Michael Vaughan held the office of England captain with great poise, and no little success. But his reaction to their defeats since switching to media is entirely scattergun.

After the Lord’s humbling, he suggested they should think of ditching one of James Anderson or Stuart Broad.

Ridiculous, right? Broad got eight wickets in the one-before-last Test, to take his overall tally up to a not-unsubstantial 411.

And Anderson? Over the past 12 months, England’s leading Test wicket-taker has 68 wickets in 15 Tests. His average in that time of 19.36 is a vast improvement on his overall career one of 27.34.

So the bare stats do not remotely support Vaughan’s point. But it does not mean he is wrong.

What is Cook’s problem?

Broad and Anderson may be productive, but they are still playing in a failing team. So, too, is Alastair Cook. But ditching him? Just as crazy a theory as the Broad/Anderson one.

The former captain has more England runs than anyone else, made an away Ashes double-century just a few months back, and held the first innings together at Lord’s.

But England’s one constant and overriding failing is the dearth of match-winning totals. A generally under-firing batting line up has been undermined in particular by the fact there is seldom a platform set by their openers.

Many have been tried. And what did, to name a few, Adam Lyth, Michael Carberry, Nick Compton, and most recently Mark Stoneman have in common? Cook was their England opening partner.

Senior players

Vaughan’s broader point was that Joe Root might be finding it tough to captain an XI with such gilded senior pros.

This may be closer to the nub of the issue. The England starting XI has six guaranteed starters: Cook, Root, Anderson, Broad, Ben Stokes (hamstring-injury permitting) and Jonny Bairstow.

It feels like the other five, whoever they may be in any given Test, are only a couple of bad innings away from being dropped. At Headingley, this group will likely be Keaton Jennings, Dawid Malan, Jos Buttler, Dom Bess, and one of Chris Woakes or Mark Wood.

Whose fault is that? The established players might be part of the problem, without even being conscious of it.

Off form

Mike Brearley, another celebrated, Ashes-winning, former England captain of a rather more considered mind than Vaughan, made a point in his recent book On Form.

He told a story of his playing days with his county side Middlesex. It was pointed out to him that Wilf Slack, a shy newcomer in the side of the late 1970s and early '80s, was more prolific when opening with someone other than Brearley himself.

“After some pressing on my part,” Brearley wrote, “Slack managed to tell me he felt inhibited when batting with me, that he experienced me as a disapproving eye.”

As a trained psychoanalyst, Brearley well understood people. And yet he had not realised that he had been implicitly judgmental, to the extent it had a negative effect on a teammate.

Got the T-shirt

England’s established core might not all outwardly be “been-there, done-that, have I told you about when I won the Ashes away?” types.

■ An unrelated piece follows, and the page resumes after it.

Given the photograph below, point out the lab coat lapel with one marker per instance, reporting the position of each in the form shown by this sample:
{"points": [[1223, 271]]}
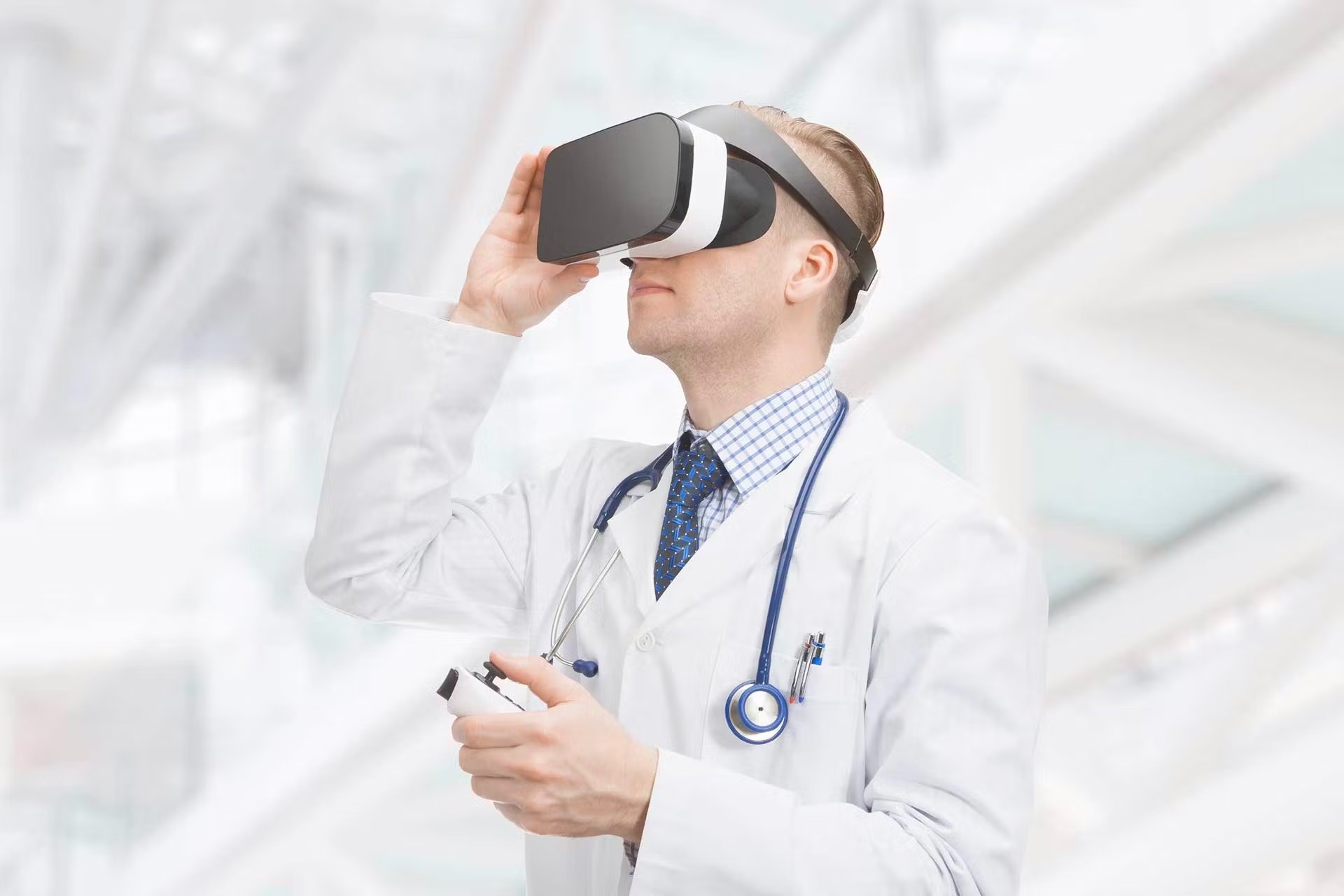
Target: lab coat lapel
{"points": [[755, 528], [636, 531]]}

It seems unrealistic to think Cook, for example, sits there regaling newcomers to the side with that time he scored 235 not out to save the Gabba Test match.

But, unwittingly, they may be conveying an additional pressure on the less-established players, extra to the exacting challenge of trying to combat a highly-talented young Pakistan opposition.

Talking Mickey

Talking of Pakistan, they benefited from the upside of the hysteria after Lord’s. In particular, their coach Mickey Arthur, who, it is now widely held, has “transformed” them.

Which is the lavish praise, given his record in the Test format at least. Since taking over in May 2016, Arthur’s Pakistan have lost 11 of the 19 Test matches they have played, prompting a slide from No 1 in the world rankings to No 7.

They also, last year, lost a full “home” series in UAE, against an unremarkable Sri Lanka side, for the first time.

So, while their brilliance in the first Test was uplifting, Arthur’s effects on the Test side might need to be considered over an extended period.